Physicist John Preskill believes that the threat posed by quantum computers will eventually become a historical footnote, with the benefits far outweighing any risks. He explains his transition from particle physics to quantum computing and the connection between fault-tolerant quantum computers and the robustness of space and time.
John Preskill holds the Richard Feynman Professor of Theoretical Physics at the California Institute of Technology. Feynman, a renowned physicist, was one of the first to contemplate the idea of quantum computers. Despite the pressure of following in Feynman’s footsteps, Preskill humbly accepts the challenge. He recalls engaging in scientific discussions with Feynman but regrets not delving deeper into the topic of quantum computers.

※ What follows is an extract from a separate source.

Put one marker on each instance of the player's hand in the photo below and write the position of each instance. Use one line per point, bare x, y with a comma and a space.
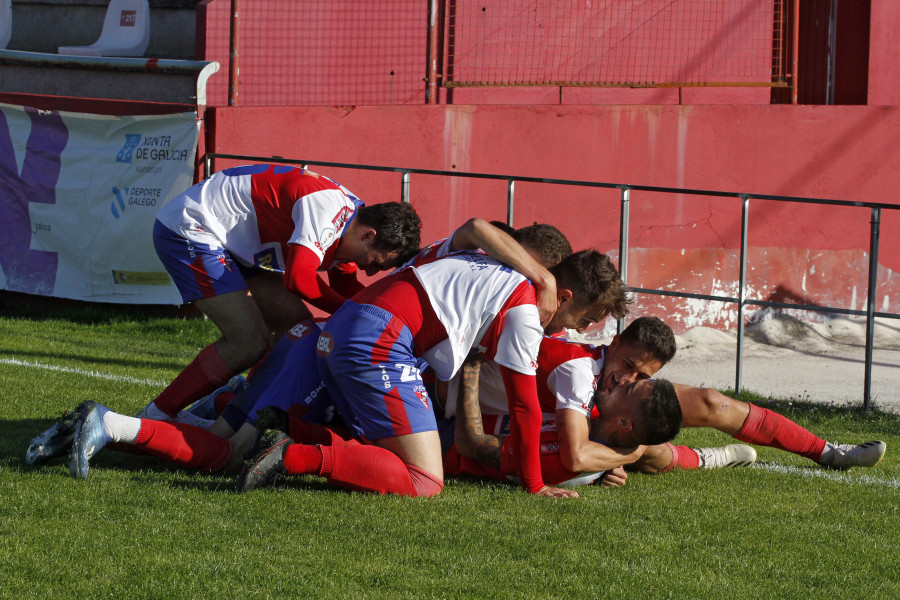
614, 478
556, 492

Feynman’s early thoughts on quantum computers in the 1980s laid the foundation for future advancements in the field. His proposal to use quantum mechanics principles for computing complex systems with many electrons highlighted the potential of quantum computers. Preskill’s interest in quantum computers was piqued in 1994 when mathematician Peter Shor’s algorithm showcased the capabilities of quantum computing in solving complex problems.
The transition from particle physics to quantum information was driven by the discontinuation of the superconducting supercollider project in 1993. Preskill’s curiosity and desire to explore new avenues of research led him to quantum computing. Despite the progress made in quantum computing, challenges remain in isolating quantum systems from external interference to minimize errors during computations.
Preskill coined the term “Noisy Intermediate-Scale Quantum Computing” to describe the current state of quantum computers with approximately a hundred error-prone quantum bits. While Google demonstrated the superiority of a quantum computer in solving specific problems compared to classical computers in 2019, the reliability of these systems remains a concern. The implementation of error correction mechanisms is crucial for advancing quantum computing for practical applications.
Companies and institutions are investing heavily in quantum computing, although practical benefits may take decades to materialize. Preskill acknowledges the hype surrounding quantum technologies but advises a cautious approach, noting that significant advancements often require time. The potential of quantum computers to revolutionize material design and drug development outweighs the risks posed to secure communication systems, as new encryption methods resistant to quantum attacks are being developed.
Preskill’s expertise extends beyond physics to baseball, a childhood passion that influenced his scientific pursuits. A wager with Stephen Hawking in 2004 over the preservation of information in black holes showcased Preskill’s interdisciplinary interests. The parallels between quantum error correction and the robustness of space and time highlight the interconnectedness of information theory and our understanding of the universe.
In conclusion, John Preskill’s insights shed light on the evolving landscape of quantum computing and its potential to reshape various fields. Despite the challenges and uncertainties, the allure of unlocking the mysteries of quantum mechanics drives researchers like Preskill to push the boundaries of scientific exploration.